And what about the warm and humane _Die schweigsame Frau_, arguably the greatest comic opera of the twentieth century? Or _Daphne_, with its transcendent, luminous ending? Or the too little known _Friedenstag_ with its sublime final chorus?


----------



## DavidA (Dec 14, 2012)

ma7730 said:


> Sorry, I must have misinterpreted what you meant by "What DavidA likes to say about Wagner really does apply to Strauss; it's just entertainment, so don't bother thinking about it."
> It sounded like you were putting down _all_ Strauss.

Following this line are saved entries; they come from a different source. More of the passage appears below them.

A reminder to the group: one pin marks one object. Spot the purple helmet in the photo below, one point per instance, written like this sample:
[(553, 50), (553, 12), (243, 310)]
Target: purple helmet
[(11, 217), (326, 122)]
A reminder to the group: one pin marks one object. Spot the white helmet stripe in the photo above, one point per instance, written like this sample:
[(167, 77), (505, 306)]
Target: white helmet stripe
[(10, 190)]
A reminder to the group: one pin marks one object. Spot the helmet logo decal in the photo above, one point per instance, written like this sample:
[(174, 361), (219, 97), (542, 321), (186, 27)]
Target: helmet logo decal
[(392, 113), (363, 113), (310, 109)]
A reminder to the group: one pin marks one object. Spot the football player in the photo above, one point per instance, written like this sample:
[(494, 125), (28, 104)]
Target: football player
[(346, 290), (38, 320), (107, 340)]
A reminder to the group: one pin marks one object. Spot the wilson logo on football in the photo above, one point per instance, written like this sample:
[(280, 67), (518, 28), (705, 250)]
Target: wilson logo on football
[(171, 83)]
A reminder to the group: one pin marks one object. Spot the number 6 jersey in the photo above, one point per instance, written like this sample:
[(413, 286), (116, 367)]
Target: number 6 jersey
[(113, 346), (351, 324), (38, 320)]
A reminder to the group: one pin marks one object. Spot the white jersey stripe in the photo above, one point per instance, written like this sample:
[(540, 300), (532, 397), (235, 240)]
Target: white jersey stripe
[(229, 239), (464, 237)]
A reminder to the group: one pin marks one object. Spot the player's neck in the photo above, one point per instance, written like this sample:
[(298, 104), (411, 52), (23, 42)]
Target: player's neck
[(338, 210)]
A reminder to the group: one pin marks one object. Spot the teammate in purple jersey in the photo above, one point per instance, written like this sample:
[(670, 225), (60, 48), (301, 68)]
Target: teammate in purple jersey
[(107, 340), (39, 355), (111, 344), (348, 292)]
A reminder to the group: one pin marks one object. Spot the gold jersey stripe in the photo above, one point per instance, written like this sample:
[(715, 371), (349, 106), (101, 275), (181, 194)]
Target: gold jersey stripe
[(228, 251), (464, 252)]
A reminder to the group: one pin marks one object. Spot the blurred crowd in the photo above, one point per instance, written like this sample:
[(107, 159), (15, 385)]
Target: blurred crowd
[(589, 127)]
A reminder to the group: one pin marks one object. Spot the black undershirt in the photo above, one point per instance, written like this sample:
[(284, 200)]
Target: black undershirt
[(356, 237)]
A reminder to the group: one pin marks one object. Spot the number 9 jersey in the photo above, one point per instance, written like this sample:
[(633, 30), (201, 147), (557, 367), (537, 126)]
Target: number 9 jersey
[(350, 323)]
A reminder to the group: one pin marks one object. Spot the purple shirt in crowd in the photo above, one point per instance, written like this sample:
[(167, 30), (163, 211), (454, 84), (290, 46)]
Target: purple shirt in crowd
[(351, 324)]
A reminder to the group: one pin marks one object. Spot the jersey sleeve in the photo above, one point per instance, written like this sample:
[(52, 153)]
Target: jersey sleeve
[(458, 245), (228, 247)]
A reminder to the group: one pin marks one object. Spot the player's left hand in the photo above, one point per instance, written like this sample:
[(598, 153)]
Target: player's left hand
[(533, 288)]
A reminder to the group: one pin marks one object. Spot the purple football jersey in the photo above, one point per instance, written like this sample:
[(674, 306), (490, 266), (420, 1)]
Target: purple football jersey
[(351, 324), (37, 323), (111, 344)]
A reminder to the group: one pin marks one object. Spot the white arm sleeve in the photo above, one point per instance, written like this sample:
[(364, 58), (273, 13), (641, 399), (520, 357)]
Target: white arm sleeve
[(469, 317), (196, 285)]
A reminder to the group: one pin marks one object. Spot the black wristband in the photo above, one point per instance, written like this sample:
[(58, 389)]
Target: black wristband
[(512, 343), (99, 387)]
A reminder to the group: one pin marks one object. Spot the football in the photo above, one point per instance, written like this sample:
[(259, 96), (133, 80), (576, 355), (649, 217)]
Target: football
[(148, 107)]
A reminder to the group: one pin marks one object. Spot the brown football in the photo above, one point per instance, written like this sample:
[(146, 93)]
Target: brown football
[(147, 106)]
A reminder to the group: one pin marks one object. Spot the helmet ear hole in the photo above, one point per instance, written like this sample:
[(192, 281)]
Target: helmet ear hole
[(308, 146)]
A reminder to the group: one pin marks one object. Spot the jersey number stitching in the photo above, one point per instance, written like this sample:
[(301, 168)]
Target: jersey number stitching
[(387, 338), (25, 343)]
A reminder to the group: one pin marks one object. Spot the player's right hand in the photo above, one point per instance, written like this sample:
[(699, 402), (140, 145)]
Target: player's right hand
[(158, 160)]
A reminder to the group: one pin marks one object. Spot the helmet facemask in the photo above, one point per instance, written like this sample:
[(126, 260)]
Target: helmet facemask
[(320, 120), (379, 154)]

Just to correct this misinterpretation of what I actually said as there appears a tendency to take a statement to its bleakly logical conclusion by some: because I view opera (and Wagner) primarily as entertainment (which they were primarily written as in spite of all the protestations) does not mean we do not think about them. I was deeply moved by a movie yesterday. It is entertainment but that doesn't mean it cannot carry a message. Let's face it, Mozart wrote his operas as entertainment but that doesn't mean we don't think about them, wonder at them. I actually think there is far more pointed philosophy in (e.g.) Figaro than in Wagner. But I go to opera to be entertained not for any great philosophical insights. So do most people. I mean, when I saw tristan recently I didn't notice many of the audience keen to experience the love death!


----------



## schigolch (Jun 26, 2011)

DarkAngel said:


> Cebotari now has entry on Schigolch's "great female singers of the past" discussion thread, nice performance
> 
> I was just listening to 52 Salome last night with Ljuba Welitsch


Well, it had an entry since 2011, but it's fine to discuss her again.


----------



## Sloe (May 9, 2014)

Pugg said:


> Strauss - Salome - Birgit Nilsson - final scene part II
> Perfect this.


Birgit Nilsson singing Salome in Swedish:


----------



## Zhdanov (Feb 16, 2016)

DavidA said:


> I view opera (and Wagner) primarily as entertainment (which they were primarily written


he would compose in opéra comique if wanted to be entertainment.


----------



## Woodduck (Mar 17, 2014)

StlukesguildOhio said:


> Woodduck... you seem to be describing Offenbach... or perhaps even Strauss jr. more than Strauss... minus the dark _fin de siecle_ "nubile necrophilia". :lol: But then again... I love all three of them... and I'm not all that certain how far intellectual depth counts toward works of artistic brilliance. Die Zauberflöte? Cosi fan tutte?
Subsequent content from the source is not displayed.